Four high-frequency improvement directions

  • make the task goal concrete
  • make the output format explicit
  • separate hard constraints into their own list
  • write requirements like “no explanation” or “JSON only” as explicit rules

Pattern 1: from vague sentence to executable task

Basic version

Write a poem.

More reliable version

Write a seven-character regulated verse about autumn longing.
Requirements:
1. Eight lines total, seven characters per line.
2. Express emotion through imagery instead of slogan-like direct sentiment.
3. Keep the language restrained and delicate.
4. Output only the poem, with no extra explanation.

Why this is stronger

  • the topic is clearer
  • the form and format are clearer
  • the “no explanation” requirement is explicit

Pattern 2: lock down the output structure

Basic version

Organize this meeting content.

More reliable version

Turn the following meeting content into a concise meeting summary.
Use this fixed structure:
1. Topic
2. Key decisions
3. Action items
4. Owners and deadlines

Requirements:
1. Do not miss explicit action items.
2. Do not invent decisions not mentioned in the source.
3. Write in concise professional English.

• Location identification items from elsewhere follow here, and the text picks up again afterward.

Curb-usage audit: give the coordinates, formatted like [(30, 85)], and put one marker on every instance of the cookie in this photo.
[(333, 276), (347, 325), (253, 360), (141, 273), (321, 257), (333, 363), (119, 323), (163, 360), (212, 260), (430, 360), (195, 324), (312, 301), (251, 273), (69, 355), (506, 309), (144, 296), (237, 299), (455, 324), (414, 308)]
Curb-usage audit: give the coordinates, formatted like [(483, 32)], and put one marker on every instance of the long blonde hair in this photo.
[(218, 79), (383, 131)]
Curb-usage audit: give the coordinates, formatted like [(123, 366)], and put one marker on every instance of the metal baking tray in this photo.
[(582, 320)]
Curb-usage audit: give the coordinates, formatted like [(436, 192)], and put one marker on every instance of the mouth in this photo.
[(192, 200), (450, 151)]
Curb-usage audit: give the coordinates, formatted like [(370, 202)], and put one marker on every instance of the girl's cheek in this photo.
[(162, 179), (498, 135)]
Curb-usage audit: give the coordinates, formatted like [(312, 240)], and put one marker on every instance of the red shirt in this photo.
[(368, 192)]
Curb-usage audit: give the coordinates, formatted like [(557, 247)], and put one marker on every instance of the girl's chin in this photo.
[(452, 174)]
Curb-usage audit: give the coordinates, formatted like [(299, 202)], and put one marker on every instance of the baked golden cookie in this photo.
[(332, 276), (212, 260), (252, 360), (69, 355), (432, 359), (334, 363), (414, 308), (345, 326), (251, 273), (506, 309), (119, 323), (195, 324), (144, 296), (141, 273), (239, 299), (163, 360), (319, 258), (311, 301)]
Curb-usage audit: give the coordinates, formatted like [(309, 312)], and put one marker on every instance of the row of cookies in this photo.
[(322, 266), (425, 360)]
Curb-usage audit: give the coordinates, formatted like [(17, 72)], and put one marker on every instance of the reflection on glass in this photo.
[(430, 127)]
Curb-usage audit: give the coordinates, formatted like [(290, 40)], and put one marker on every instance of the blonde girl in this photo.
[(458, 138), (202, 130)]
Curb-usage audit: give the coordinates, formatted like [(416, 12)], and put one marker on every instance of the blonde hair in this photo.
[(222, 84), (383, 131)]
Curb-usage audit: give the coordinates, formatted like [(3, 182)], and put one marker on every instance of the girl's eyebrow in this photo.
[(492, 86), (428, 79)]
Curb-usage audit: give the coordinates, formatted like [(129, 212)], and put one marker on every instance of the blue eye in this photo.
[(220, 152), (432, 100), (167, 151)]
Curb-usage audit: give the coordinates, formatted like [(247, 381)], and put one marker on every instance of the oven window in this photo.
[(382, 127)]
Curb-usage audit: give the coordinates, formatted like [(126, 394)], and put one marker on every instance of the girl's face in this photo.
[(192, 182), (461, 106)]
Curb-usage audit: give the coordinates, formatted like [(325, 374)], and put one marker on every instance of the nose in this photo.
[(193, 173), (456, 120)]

Pattern 3: make output format strict

Basic version

Analyze this feedback.

More reliable version

Read the following user feedback and output JSON.

Required fields:
- sentiment: positive / neutral / negative
- summary: within 20 words
- issues: array of concrete issues
- suggestions: array of actionable recommendations

Requirements:
1. Output valid JSON only.
2. Do not add extra explanation.
3. If the source lacks evidence, do not invent details.

How to test user prompts

In basic/user, a common test flow is:

  1. create a workspace version on the left
  2. choose original, workspace, or a saved version on the right
  3. run testing
  4. compare whether outputs become more complete, more format-compliant, and less likely to drift

Because the executed object is the user prompt itself, this mode usually does not need extra test text on the right.

When to move to variable mode

If your prompt clearly contains reusable slots such as:

  • {{topic}}
  • {{audience}}
  • {{tone}}
  • {{productName}}

and you plan to run the same structure across many inputs, Variable Workspace is usually a better fit.